Pour l'heure, cette politique n'a pas véritablement débouché sur des réalisations concrètes. L'Eurocorps rassemble 50 000 hommes, provenant de cinq pays (face à 1,5 million de soldats américains). La défense européenne reste intrinsèquement liée aux États-Unis et à l'OTAN. La prise d'autonomie par rapport à cette organisation divise d'ailleurs profondément les États membres.
• Entré en vigueur le 1er février 2003, le traité de Nice contient cependant de nouvelles dispositions politiques. Il élargit sensiblement le nombre des domaines relevant du vote à la majorité qualifiée et renforce le rôle du Comité politique et de sécurité dans les opérations de gestion de crises.

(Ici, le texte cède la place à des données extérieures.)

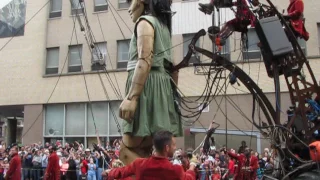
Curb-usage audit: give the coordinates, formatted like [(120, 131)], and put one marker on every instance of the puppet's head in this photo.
[(158, 8)]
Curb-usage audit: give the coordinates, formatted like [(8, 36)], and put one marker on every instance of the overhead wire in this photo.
[(24, 25), (103, 86)]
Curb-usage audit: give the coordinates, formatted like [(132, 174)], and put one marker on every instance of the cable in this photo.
[(106, 93), (23, 26)]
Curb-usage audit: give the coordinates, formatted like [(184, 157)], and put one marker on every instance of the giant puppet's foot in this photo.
[(132, 147), (206, 8)]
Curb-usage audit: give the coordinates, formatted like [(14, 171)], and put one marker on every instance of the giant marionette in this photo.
[(150, 99)]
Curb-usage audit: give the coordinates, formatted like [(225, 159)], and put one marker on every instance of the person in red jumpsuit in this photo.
[(53, 168), (295, 16), (247, 165), (244, 18), (14, 171), (158, 166)]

c) L'impuissance européenne
• Les crises, y compris celles qui touchent le territoire européen, ont toutefois montré les difficultés qu'avaient les États membres à s'entendre. Lors du conflit en Yougoslavie (1992), l'Union a ainsi paru très impuissante.
• En 2003, l'Angleterre, l'Italie, l'Espagne et sept des candidats à l'Union ont soutenu l'intervention américaine en Irak alors que la France et l'Allemagne s'y opposaient. De même, au Proche-Orient, dans le cadre du conflit israélo-palestinien, l'Europe peine à faire entendre sa voix. Les évolutions institutionnelles en cours leur permettront-elles de mener un jour des opérations militaires ou diplomatiques communes et autonomes ?
4. Un avenir incertain
a) L'élargissement
• L'UE compte actuellement 27 États. Sont entrés dans l'organisation successivement les six signataires du traité de Rome, puis en 1973, le Royaume-Uni, le Danemark, l'Irlande ; la Grèce en 1981, l'Espagne et le Portugal en 1986, l'Autriche, la Suède et la Finlande en 1995.
Le 1er mai 2004, dix nouveaux pays les ont rejoints (la Pologne, la Hongrie, la République tchèque, la Slovaquie, l'Estonie, la Lettonie, la Lituanie, la Slovénie, Chypre et Malte), suivis en 2007 par la Roumanie et la Bulgarie. L'Union européenne est alors passée à près d'un demi-millard d'habitants et son territoire s'est étendu de plus de 20 %. Cet élargissement est différent des précédents par son ampleur et par le fait qu'il intègre pour la première fois d'anciens pays communistes.
D'autres pays souhaiteraient être admis dans l'UE et négocient les conditions de leur adhésion (la Croatie, la Turquie). Pour le Conseil européen, tous les pays des Balkans occidentaux sont des candidats potentiels à l'Union européenne et celle-ci est prête à soutenir les efforts d'intégration et de stabilisation dans la région. L'entrée dans la communauté se fait sur deux critères : la situation économique et le respect des valeurs démocratiques.
• Si l'élargissement a l'avantage d'aller dans le sens de la paix, il soulève de multiples questions, notamment le coût pour les États membres les plus développés, le problème des langues au sein des institutions et celui de la cohésion d'un ensemble si vaste.
b) Quel projet pour l'Europe ?
L'élargissement pose également la question du but de l'Europe. Cette dernière semble avoir atteint son objectif initial : construire une puissance économique pacifiée capable de rivaliser avec les États-Unis. Sur quel projet peut-elle s'appuyer désormais ? Comment peut-elle surmonter les obstacles à une certaine construction politique, les États ayant du mal à renoncer à une partie de leur souveraineté ? Le futur visage de la communauté européenne dépend des réponses apportées à ces questions.